Basically, the ‘artificial atom’ is used to couple the radiation fields in the two cavities: depending on the level it’s in, different transformations are implemented on the fields via microwave interactions; thus, it’s used to build (and perhaps read out) the cat state.
That sounds fishy to me. If they’re considering the even-odd state of the photons in each box to be entangled, that seems to suggest that they’re assuming that the total number of photons is conserved. But photon number is not only not conserved, it’s not even invariant.
Now, it may be that they’ve managed to contrive some way to keep the even-oddness of the total photon number conserved, but that would take a lot of contriving.
Thank you HMHW. That along with the cartoon schematic in the article got me to as much understanding as I at least can reasonably hope for.
Is a “cat state” fundamentally different than what gets called a “Schrödinger’s kitten” or a specific sort of instance of one dealing with entangled quasi-classical systems?
Am I right in understanding that Hilbert space in this case seems to just be used as the way to express how much is gained in increased potential computing power, in this case the concern for error correction?
And hijacking my own op, how difficult is it for traditional computing to manipulate geometric forms in modest n Hilbert spaces?
(My long-standing fantasy is related to concepts being represented as n-dimensional objects (e.g. the color spindle) and to creative analogy making being the discovery of an unexpectedly good fit of of one geometric object when transformed and applied to another domain. If concepts can be expressed geometrically then a computer that can transform objects in modestly large n-dimensional spaces would be engaging in creative analogy making, something that is a hallmark of human creativity.)

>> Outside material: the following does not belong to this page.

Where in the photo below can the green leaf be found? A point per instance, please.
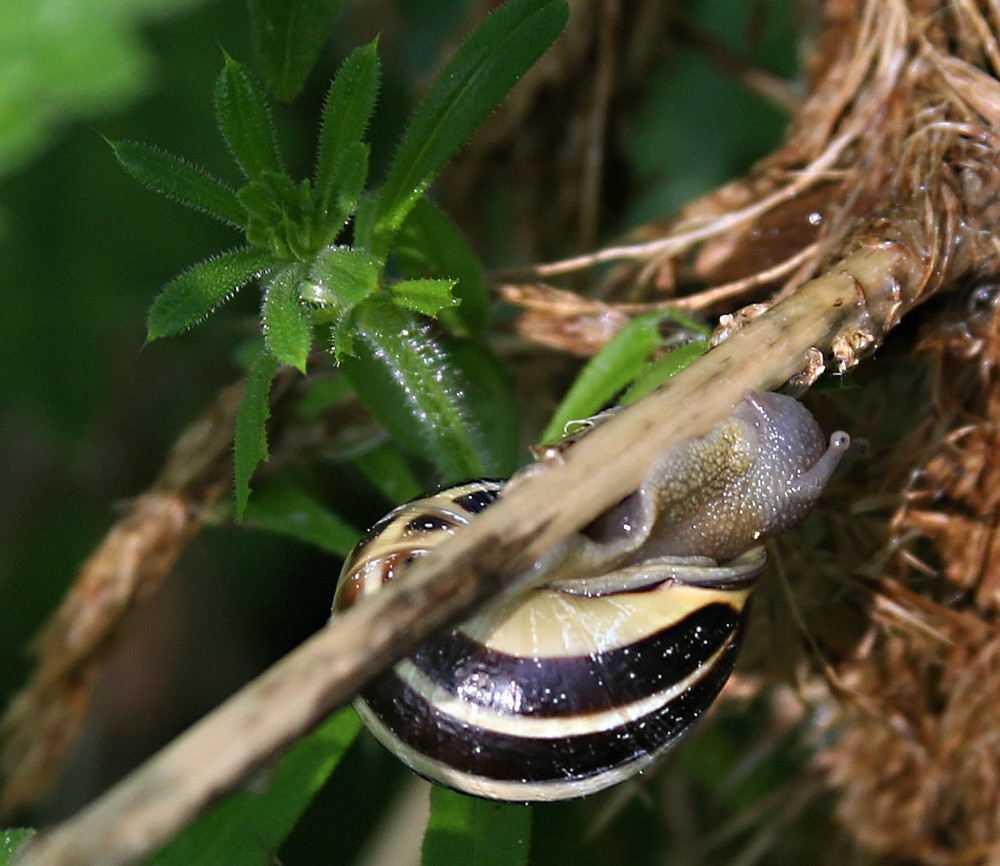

I have to admit I’ve never come across the term ‘Schrödinger’s kitten’ before; from quick googling, I found one reference in Science, where it’s used synonymous to what I’ve called ‘cat state’ above.
Sometimes, one also hears states that are superpositions of ‘contradictory’ properties called ‘cat states’ or similar—such as, for instance, a superposition of ‘all spins up’ and ‘all spins down’.

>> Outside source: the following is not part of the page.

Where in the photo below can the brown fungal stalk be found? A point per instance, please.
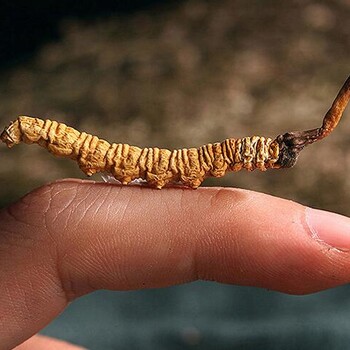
(161, 166)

Hilbert space generally is just the abstract mathematical space where quantum states live—that is, all the information of a quantum system can be represented by a point (or rather, a ray, i.e. a set of points that only differ by a global phase factor) in Hilbert space. Hilbert spaces themselves are not terribly abstract concepts: indeed, you’re sitting in one right now—ordinary space is a three dimensional Hilbert space. The main difference is that it’s a ‘real’ space (as in, coordinates take real values) in position space, while in quantum mechanics, it’s generally a complex one.
The nice feature of Hilbert space is that there is a way of multiplying two points (vectors) A and B (scalar multiplication) such that the square of the result is the probability of finding state A if the system is in state B.
I’m not sure what you’re aiming at in terms of computational power—however, in a sense, quantum states are very complex objects (the number of parameters needed to describe an n-particle system is exponential in n, while in classical mechanics, each ‘particle’ only adds 6 coordinates—three for position, and three for momentum).
The above complexity issue means that classical computers incur an exponential slowdown when computing quantum systems; however, quantum computers don’t. As for the general complexity of carrying out calculations in high dimensional vector spaces, depending on the application, ordinary computers get you quite far, though for specifics, you’d have to ask an expert in computational complexity. But the limiting factor isn’t necessarily going to be dimension, but the task you want to perform—there are fairly easily characterized sets even in high dimensions—convex polytopes, for example, are simple to describe and to solve, e.g., optimization problems over, while even more general convex sets (such as the set of quantum correlations) become quickly intractable.
You should check out Giulio Tononi’s Integrated Information Theory, in particular the notion of qualia space, for something that seems to go in that general direction.